Chantal phoned the next day from New York. I answered the phone. She said they had arrived all right. An easy journey. I asked her if she wanted me to call her mother but she said no, it wasn't necessary, she had to leave for work. The child was staying with her friend, she would find a nursery for her later.

You see I have stopped being a baby-sitter. Chantal has given me the sack. I still sleep in what you call the lumber-room, though in fact it's an excellent room, even if there are piles of suitcases in it. I don't want to sleep in the room with the bear-cubs. It reminds me of both the child and of Chantal together.

Anne Marie and I are alone now, face to face, at meal times. These meal times are terrible. We each go about our own business for the rest of the time. Though last night she called me, I heard her from the ground floor and went up. She was ill. She wanted her tablets. She didn't have the strength to get up. I stayed with her for about an hour, until she slept. I held her hand and caressed her fingers. In the morning I made an appointment for her with a doctor. She will go next week.

I don't know what else to tell you today. I received the letter in which you told me about Piero.
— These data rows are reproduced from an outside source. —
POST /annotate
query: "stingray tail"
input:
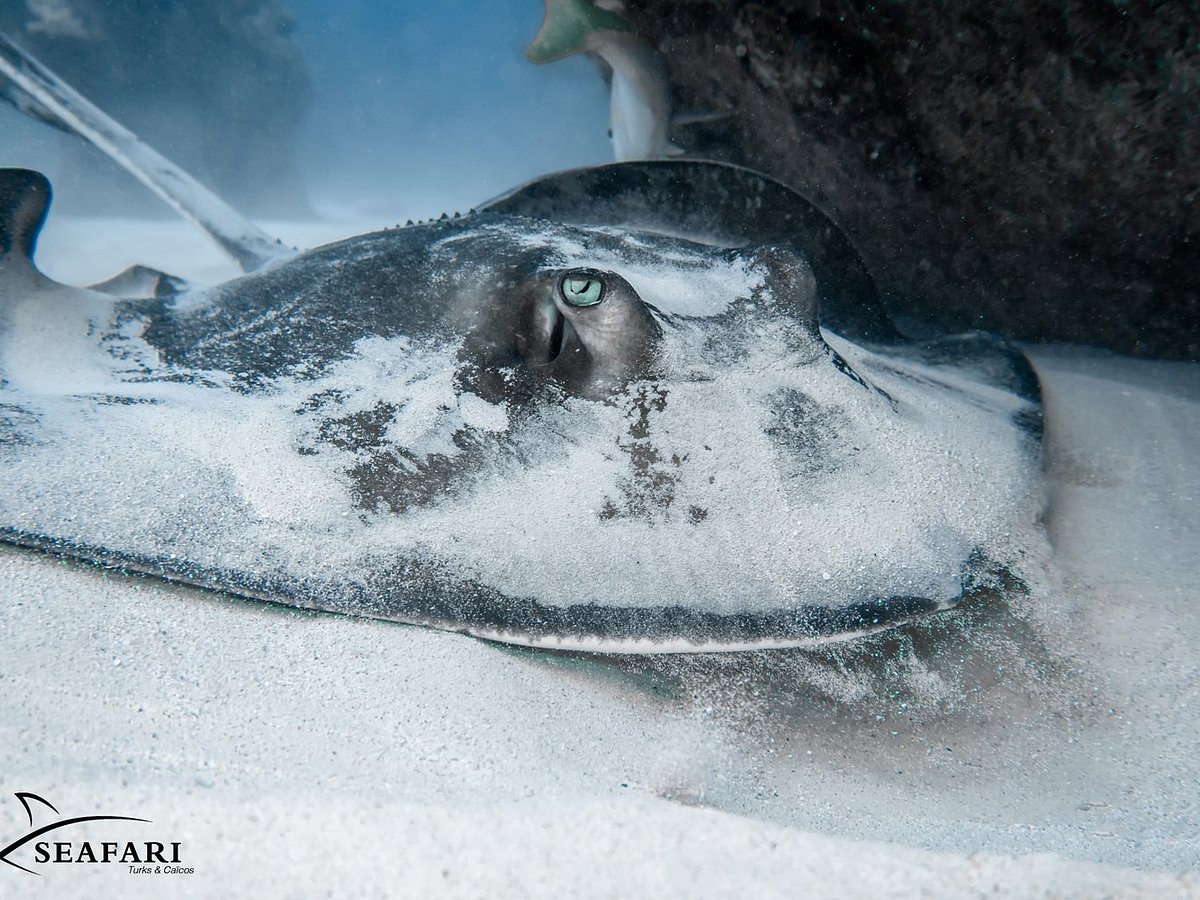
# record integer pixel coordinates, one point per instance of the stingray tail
(243, 240)
(24, 202)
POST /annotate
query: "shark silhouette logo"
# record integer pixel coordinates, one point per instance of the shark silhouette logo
(73, 852)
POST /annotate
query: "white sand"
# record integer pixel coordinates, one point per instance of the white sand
(1021, 751)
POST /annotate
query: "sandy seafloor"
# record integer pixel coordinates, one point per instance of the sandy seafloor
(1049, 747)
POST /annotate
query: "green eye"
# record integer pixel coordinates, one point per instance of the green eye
(581, 289)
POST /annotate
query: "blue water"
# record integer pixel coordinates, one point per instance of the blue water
(418, 105)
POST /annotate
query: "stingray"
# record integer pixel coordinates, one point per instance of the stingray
(631, 408)
(643, 407)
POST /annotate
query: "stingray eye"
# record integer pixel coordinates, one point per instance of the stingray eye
(581, 289)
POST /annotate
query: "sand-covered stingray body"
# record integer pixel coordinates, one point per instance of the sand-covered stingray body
(537, 423)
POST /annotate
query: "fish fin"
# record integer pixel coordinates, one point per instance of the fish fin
(721, 205)
(141, 282)
(24, 202)
(565, 29)
(237, 235)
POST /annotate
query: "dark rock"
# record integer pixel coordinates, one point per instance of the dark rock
(1030, 167)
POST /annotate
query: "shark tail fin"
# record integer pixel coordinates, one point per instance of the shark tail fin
(567, 27)
(24, 202)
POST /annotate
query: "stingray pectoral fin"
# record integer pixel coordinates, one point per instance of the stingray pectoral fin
(567, 27)
(791, 286)
(24, 202)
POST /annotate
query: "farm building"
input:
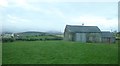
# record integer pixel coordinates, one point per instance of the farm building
(82, 33)
(108, 37)
(86, 34)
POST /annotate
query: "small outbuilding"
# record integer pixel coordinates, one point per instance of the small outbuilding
(108, 37)
(87, 34)
(82, 33)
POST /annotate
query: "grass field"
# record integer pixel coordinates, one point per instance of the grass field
(59, 52)
(0, 52)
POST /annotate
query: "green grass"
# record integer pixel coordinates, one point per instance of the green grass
(0, 52)
(59, 52)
I can't offer you comfort because, as you put it, there is nothing anyone can say.

Giuseppe

ROBERTA TO GIUSEPPE

Rome, 20th December

Dear Giuseppe,

As I told you on the phone, Alberico is buying back your house from the Lanzaras. This seems an excellent idea, just that he's done everything in such a hurry, and if he had waited he might have got them to bring the price down. He said, and he kept on saying, that he thought it was too expensive. And then one morning he decided to buy it. Besides he doesn't have any money problems. And bricks and mortar don't let you down. There was a difficulty because Lanzara thought it improper to sell a house to an ex-patient of his. But then he thought about it and said that it didn't seem to him to be that serious an impropriety.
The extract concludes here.